Army orders 84 advanced helicopters over the last month worth a total of $1.1 billion
THE MIL & AERO BLOG, 24 Feb. 2015. The past month has seen the U.S. military on a buying spree for advanced helicopters designed for a wide range of tasks from reconnaissance to attack. Since late January U.S. Army aviation authorities have announced orders for 84 helicopters worth about $1.1 billion.
The three separate orders are for 35 AH-64E Apache Guardian attack helicopters for the U.S. Army; eight AH-64E Apache Guardian attack helicopters for the government of Indonesia; and 41 UH-72A Lakota light helicopters for the U.S. Army.
It's rare to see such substantial helicopter orders coming out of the Pentagon in such a short time period. The Boeing Co. Defense, Space & Security segment in Mesa, Ariz., makes the AH-64E, while Airbus Helicopters Inc. in Herndon Va., makes the UH-72A.
These orders are good news not only for Boeing and Airbus, but also for the many subcontractors that contribute to these military rotorcraft.
On the AH-64E Apache Guardian attack helicopter, for example, General Electric makes the engines; Lockheed Martin makes the targeting system; Northrop Grumman and Lockheed Martin make the radar; Intevac Photonics makes image intensifier cameras; and Elbit Systems of America makes the helicopter's mission processor as well as its integrated helmet and display sight system (IHADSS).
On the UH-72 Lakota light helicopter, Raytheon is providing the helicopter's radios, CAE is building the cockpit simulators; Sagem Avionics provides the automatic flight control systems; Thales North America is building the avionics suite with glass cockpit; Turbomeca USA assembles the UH-72A's Arriel 1E2 engines; and Wulfsberg Electronics provides the UH-72A’s navigation and communications systems.

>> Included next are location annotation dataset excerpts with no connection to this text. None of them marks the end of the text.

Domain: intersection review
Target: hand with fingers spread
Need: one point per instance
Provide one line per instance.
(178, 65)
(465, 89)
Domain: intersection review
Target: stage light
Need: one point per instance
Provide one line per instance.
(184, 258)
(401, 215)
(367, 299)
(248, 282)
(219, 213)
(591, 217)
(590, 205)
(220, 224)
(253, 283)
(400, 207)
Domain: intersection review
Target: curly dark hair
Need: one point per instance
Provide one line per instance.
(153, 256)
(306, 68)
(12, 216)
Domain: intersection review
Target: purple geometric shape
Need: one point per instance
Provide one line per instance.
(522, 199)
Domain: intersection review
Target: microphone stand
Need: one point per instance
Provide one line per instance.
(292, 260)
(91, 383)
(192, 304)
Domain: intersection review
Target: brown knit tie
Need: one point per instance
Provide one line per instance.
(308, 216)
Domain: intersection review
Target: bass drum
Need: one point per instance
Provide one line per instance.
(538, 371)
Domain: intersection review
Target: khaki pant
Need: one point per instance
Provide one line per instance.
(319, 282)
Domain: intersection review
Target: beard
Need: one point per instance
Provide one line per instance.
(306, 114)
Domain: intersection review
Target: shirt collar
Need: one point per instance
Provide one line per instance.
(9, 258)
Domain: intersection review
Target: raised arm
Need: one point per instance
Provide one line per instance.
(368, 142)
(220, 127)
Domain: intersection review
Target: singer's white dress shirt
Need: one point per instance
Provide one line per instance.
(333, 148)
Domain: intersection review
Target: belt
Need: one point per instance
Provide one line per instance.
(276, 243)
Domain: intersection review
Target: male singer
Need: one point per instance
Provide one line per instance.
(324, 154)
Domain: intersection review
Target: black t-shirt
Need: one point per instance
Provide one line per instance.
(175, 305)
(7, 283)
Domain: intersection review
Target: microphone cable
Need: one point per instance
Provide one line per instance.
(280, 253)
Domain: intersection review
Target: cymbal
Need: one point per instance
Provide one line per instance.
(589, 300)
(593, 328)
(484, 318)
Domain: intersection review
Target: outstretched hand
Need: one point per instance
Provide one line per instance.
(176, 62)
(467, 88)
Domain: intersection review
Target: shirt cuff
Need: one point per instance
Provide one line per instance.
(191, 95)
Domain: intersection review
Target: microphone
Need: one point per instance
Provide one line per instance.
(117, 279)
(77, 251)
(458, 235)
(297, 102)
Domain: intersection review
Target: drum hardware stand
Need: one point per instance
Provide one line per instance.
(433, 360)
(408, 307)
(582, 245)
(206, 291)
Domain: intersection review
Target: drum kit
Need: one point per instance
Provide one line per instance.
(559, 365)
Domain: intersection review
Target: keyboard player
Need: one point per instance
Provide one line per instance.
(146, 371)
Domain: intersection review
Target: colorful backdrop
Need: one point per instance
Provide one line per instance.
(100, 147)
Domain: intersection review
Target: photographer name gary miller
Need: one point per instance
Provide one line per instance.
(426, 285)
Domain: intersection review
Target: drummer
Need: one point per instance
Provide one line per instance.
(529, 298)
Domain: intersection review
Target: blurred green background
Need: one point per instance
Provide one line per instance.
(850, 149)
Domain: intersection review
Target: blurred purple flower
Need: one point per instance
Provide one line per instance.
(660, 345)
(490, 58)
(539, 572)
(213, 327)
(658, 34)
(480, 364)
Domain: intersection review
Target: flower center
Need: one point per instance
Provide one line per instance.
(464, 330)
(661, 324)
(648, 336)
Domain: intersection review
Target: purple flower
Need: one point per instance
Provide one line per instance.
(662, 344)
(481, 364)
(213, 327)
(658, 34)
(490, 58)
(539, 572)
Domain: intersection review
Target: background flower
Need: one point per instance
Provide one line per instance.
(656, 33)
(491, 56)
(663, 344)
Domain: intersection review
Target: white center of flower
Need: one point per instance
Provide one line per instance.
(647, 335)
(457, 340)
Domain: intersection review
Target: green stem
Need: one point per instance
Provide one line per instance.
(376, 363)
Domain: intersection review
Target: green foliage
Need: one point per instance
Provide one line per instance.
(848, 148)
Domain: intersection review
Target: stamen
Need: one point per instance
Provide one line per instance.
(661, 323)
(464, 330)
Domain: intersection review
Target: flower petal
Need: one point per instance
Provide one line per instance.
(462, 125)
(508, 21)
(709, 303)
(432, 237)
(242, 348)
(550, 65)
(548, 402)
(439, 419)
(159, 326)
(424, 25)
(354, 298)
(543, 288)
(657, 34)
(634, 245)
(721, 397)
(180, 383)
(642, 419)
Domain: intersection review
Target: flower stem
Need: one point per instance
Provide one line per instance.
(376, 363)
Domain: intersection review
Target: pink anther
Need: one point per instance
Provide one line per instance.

The AH-64 Apache is a multirole combat helicopter with integrated avionics, weapons, and digital communications. The E-model Apache Guardian features enhanced performance, joint digital operability, improved survivability and cognitive decision aiding, and reduced operating and support costs, Boeing officials say. The AH-64E Apache is being delivered to the U.S. Army and has been selected by several international defense forces.
Formerly known as AH-64D Block III, the AH-64E Guardian has improved digital connectivity, the joint tactical radio system (JTRS), more powerful T700-GE-701D engines with upgraded transmission to accommodate more power, capability to control unmanned aerial vehicles (UAVs), new composite rotor blades, instrument flight rules (IFR) capability, and improved landing gear.
The UH-72 Lakota is a twin-engine helicopter with a four-bladed main rotor, and is a militarized version of the EC145 rotorcraft that is replacing aging UH-1H/V and OH-58A/C helicopters in the Army and Army National Guard fleets.
The Lakota seats two pilots and six passengers. Two stretchers can be installed for MEDEVAC missions with a crew of four: pilot, co-pilot and two medics. The Raytheon AN/ARC-231 Skyfire is the Lakota's multimode airborne communications system.
The Army increasingly relies on combat helicopters like the Apache and the Lakota, and is expected to do so well into the future.